We came home to a message that our cat, Rachel, had been reported as being a stray, and the Sober Husband retrieved her while the children and I were at our "Family Clay Day" sculpture class. The rescuer pointed out that Rachel had been at her house for a full week and we "didn't notice", and that Rachel was lacking a collar. The Sober Husband argued that we'd been gone for two weeks, our teenaged petsitters couldn't be expected to be on top of everything, and that she had a collar when we left. While he was having this discussion, Rachel wandered out of the self-styled rescuer's house and towards a neighbor's house. When the Sober Husband went to retrieve her, this neighbor protested, "That's MY cat!" Evidently while we were gone, Rachel acquired not one but two new homes. Clearly she doesn't need us at all (whereas all the other cats were hanging about the premises and appeared excited to see us again). The Sober Husband thanked this second person for feeding our cat. Incidentally one of these kindly braintrusts had taken Rachel to a vet out of concern that she was pregnant and had learned that no, she's long-neutered and just fat, and I note that maybe if all these people STOPPED FEEDING HER CANNED FOOD she'd reach a more reasonable weight for her petite stature. Now returned to her home, Rachel is reclining on the floor, bloated, and refusing to eat any dry kibble, screeching emphatically whenever anyone walks towards the canned food. (Rachel is a middle-aged cat we got off of Craigslist five years ago who was homeless at one point and who has clearly mastered the art of scoring canned cat food).

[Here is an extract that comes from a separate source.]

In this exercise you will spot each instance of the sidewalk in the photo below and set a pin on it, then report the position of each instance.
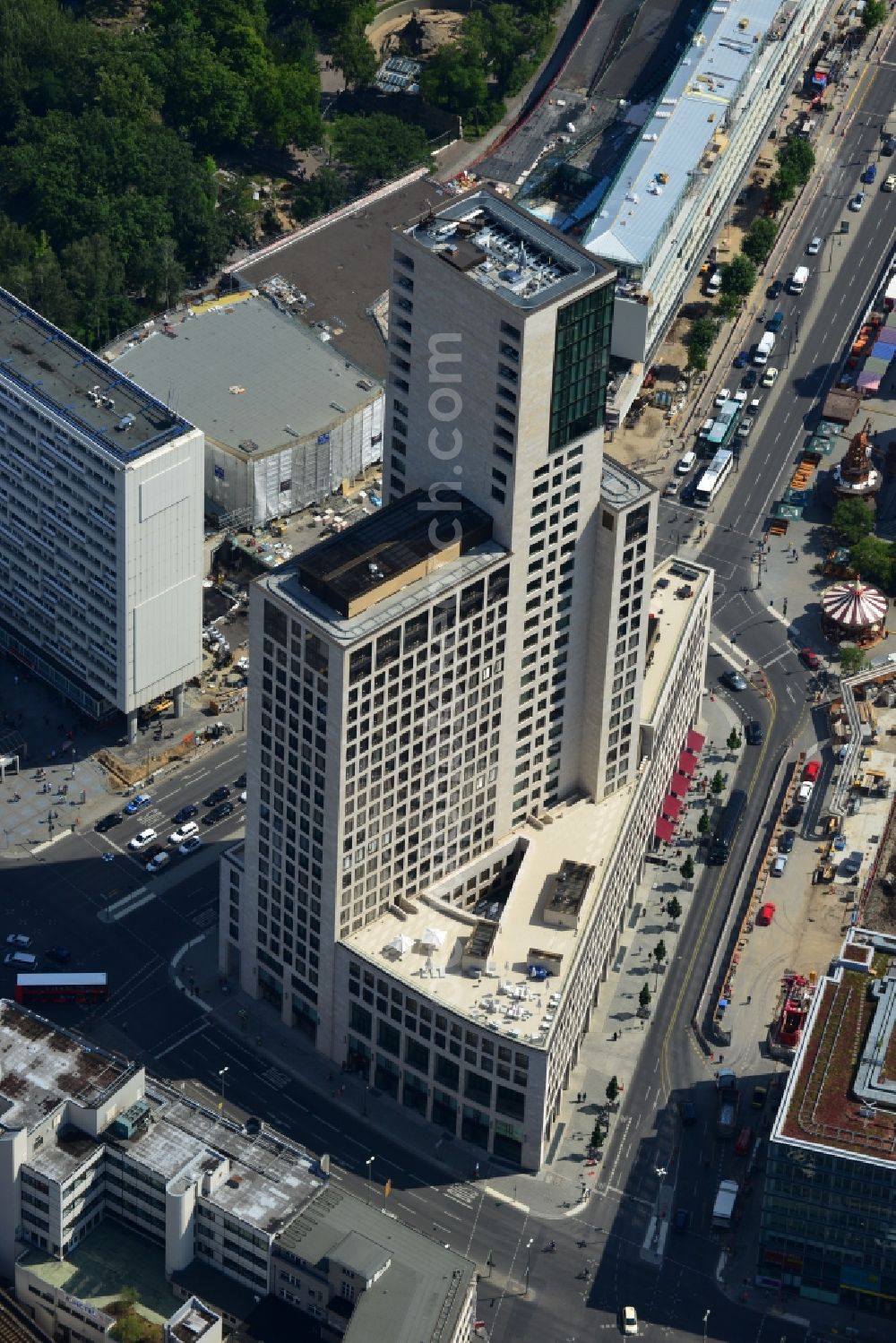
(557, 1187)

We've already picked up four foster kittens, as one of the other fosterers has a wife in the hospital and some kind of crisis at work and was accordingly thrilled to drive over and drop off his four charges. "They have trouble using the litterbox" was his parting shot.

Broke, tired, a wee bit on the cranky side, but rich in cats: we're home.

for a bad mommy

"You are a good mommy for a bad mommy," said five year-old Lucy approvingly.